The photo that inspired these skeins was one of fall colours taken by Sabine Härtl in the Harz Mountains, Germany. She called it “Way of lost souls”; perhaps that is the name of the footpath.
It reminded me of scenes from around our cottage on the Canadian Shield. Although golds and oranges of birch trees (Betula alba and B. alleghaniensis) and sugar maples (Acer saccharum) dominate the colourful canopy in autumn, we also have red maples (A. rubrum), which turn a colour much like what is in the photograph.
However, maple red is more of a crimson (cool red). What I had on hand for the primary fibre in this yarn was scarlet (warm red) merino. I tried adding purple and fuchsia merino mill ends to draw it to the cooler side. The mist colours utilize white alpaca/wool (from Ray Rossiter at the Men’s Spring Knitting Retreat) and lustrous blue alpaca silk. Natural wool added the browns. Some mohair/wool/llama I de-stashed from Michael del Vecchio (author of Knitting With Balls) added brassy golden-browns. A range of dyed tussah silk and sparkly nylon contributed autumnal highlights. Once in a while I auto-wrapped some mohair boucle in tapestry tones to create the dark patches like moss or tendrils. Up until now I have plied core spun yarns with commercial novelty yarns as binders, but the single was so interesting I hated to add anything, so I left it alone. Consequently it is somewhat overspun, but a wash and a gentle stretch pulled out most of the kinks.
It ended up looking less like a scene from a quite forest than an exotic marketplace. Or at least a journey through somewhere hot and fiery, maybe more a way of lost souls than intended. Still I am excited about the result. It is quite unlike any yarn I’ve worked with before. Because of the overspun tension, it will be better suited to garter stitch. This yarn is likely destined to become a hat and scarf set or perhaps combined hoodie cowl.
I recommend working outside your colour comfort zone. The results can be amazing.
This summer I noticed some unexpected trees deep in the woods, high on a ridge near the cottage. Compound leaves like these are typical of ashes and walnuts, but I had never seen either in the area. To add to the mystery, they were growing in a swampy depression and I could not not approach for a close look at leaves and bark. Ash seemed more likely, but without a closer look I was flummoxed.

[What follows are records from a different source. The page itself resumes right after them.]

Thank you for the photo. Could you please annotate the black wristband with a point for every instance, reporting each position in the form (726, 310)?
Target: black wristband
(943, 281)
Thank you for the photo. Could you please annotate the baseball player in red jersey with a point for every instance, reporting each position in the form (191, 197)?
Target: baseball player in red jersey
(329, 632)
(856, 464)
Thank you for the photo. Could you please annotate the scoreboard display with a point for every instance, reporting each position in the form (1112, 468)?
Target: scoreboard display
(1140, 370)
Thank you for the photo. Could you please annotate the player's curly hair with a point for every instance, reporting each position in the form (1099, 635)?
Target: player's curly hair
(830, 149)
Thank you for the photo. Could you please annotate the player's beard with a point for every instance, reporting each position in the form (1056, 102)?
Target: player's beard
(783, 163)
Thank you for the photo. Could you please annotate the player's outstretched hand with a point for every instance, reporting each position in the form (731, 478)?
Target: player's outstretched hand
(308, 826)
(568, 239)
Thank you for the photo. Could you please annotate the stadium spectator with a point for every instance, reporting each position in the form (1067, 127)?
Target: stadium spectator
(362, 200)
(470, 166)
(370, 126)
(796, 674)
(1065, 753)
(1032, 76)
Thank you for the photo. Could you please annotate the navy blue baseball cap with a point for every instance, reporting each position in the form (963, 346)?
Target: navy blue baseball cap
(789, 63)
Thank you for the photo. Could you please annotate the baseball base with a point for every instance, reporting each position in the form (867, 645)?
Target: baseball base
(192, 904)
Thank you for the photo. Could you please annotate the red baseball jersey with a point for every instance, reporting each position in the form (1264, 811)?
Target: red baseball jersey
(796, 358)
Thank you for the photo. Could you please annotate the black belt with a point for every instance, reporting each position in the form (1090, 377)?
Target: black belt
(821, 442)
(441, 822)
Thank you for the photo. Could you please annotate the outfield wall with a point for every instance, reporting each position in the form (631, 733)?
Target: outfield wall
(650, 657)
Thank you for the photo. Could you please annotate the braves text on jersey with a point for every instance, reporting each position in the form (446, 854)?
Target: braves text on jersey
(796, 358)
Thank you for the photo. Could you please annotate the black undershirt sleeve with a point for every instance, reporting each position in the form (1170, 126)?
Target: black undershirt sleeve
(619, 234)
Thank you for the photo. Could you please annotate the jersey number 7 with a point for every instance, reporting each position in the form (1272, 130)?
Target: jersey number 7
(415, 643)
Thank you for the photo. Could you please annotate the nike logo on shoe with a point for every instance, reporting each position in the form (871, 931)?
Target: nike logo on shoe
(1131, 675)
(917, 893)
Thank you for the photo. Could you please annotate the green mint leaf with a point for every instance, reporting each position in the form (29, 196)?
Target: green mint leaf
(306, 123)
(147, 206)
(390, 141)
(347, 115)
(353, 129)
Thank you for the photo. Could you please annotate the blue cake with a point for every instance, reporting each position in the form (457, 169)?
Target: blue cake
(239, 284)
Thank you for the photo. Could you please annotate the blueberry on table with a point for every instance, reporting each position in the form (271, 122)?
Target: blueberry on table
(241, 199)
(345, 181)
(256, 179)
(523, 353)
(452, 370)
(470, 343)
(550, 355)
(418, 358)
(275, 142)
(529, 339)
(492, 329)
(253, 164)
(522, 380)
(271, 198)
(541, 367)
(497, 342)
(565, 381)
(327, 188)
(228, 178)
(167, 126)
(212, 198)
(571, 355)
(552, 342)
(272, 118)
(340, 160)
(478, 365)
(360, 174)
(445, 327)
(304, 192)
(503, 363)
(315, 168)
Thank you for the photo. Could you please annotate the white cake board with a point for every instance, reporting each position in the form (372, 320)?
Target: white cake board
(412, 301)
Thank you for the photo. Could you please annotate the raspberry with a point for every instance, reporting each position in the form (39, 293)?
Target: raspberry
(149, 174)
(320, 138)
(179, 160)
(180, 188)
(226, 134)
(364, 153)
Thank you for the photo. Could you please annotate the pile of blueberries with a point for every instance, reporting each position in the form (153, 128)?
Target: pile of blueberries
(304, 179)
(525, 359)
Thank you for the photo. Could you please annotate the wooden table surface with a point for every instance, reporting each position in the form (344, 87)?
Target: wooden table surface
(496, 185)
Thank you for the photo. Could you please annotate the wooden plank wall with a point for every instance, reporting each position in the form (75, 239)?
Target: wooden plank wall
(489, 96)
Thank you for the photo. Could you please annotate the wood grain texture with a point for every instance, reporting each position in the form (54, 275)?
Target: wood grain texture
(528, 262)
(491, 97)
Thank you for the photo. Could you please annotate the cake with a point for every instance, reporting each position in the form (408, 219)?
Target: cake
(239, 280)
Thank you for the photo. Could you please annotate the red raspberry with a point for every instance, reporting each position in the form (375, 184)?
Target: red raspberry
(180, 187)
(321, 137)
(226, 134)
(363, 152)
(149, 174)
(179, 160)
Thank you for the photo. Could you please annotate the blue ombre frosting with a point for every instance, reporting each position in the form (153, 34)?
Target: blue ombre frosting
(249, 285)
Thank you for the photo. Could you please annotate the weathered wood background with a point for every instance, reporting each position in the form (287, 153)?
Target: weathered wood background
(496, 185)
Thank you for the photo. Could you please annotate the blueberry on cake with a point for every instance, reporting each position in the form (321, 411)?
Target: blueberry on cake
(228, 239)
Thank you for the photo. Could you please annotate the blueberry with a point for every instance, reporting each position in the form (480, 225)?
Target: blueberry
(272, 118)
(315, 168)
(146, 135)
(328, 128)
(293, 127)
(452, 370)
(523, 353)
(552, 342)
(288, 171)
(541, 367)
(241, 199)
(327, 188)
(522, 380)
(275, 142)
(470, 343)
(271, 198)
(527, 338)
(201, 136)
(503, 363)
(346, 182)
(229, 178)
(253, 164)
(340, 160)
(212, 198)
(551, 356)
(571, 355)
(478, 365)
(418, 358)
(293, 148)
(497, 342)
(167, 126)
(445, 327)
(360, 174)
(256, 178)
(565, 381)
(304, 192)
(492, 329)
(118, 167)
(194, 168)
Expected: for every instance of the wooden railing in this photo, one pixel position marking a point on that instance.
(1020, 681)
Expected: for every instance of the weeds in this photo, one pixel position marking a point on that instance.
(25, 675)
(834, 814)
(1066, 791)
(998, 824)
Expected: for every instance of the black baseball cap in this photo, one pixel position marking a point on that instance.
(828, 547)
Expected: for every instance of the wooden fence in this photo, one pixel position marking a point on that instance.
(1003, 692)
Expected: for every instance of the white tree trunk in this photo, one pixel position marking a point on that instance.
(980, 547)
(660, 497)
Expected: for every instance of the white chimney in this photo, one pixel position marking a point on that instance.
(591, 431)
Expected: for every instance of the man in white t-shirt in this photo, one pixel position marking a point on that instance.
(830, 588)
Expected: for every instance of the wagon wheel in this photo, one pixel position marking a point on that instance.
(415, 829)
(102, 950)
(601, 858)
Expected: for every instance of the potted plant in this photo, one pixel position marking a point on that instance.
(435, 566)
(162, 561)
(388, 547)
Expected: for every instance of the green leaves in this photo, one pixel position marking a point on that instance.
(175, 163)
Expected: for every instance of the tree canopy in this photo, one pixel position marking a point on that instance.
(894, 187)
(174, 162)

In October, following the same ATV trail with Danny, Marian and Brenna (in the same part of the woods where we found the delicious comb tooth fungus) I noticed the trees again and pointed them out. Not five minutes later we came upon a tall, spindly sapling, which had bent right over to the ground. Before Marian attempted to upright it, I picked a leaf and tucked it in my notebook. Just yesterday I came across it, nicely pressed.
It is obviously an ash, probably black ash (F. nigra) or possibly the closely related green ash (F. pennsylvanica). It would be near the extreme northern extent of the green ash’s range. Also, I learn that black ash can have up to 13 leaflets per compound leaf, while green ash usually has only 7 to 9. I recall the leaves higher in the tree having more leaflets, which was part of the reason I thought the trees resembled walnuts. Whether black or green, I have never noticed Fraxinus anywhere around cottage country before, so this adds another species to the woody diversity of the area.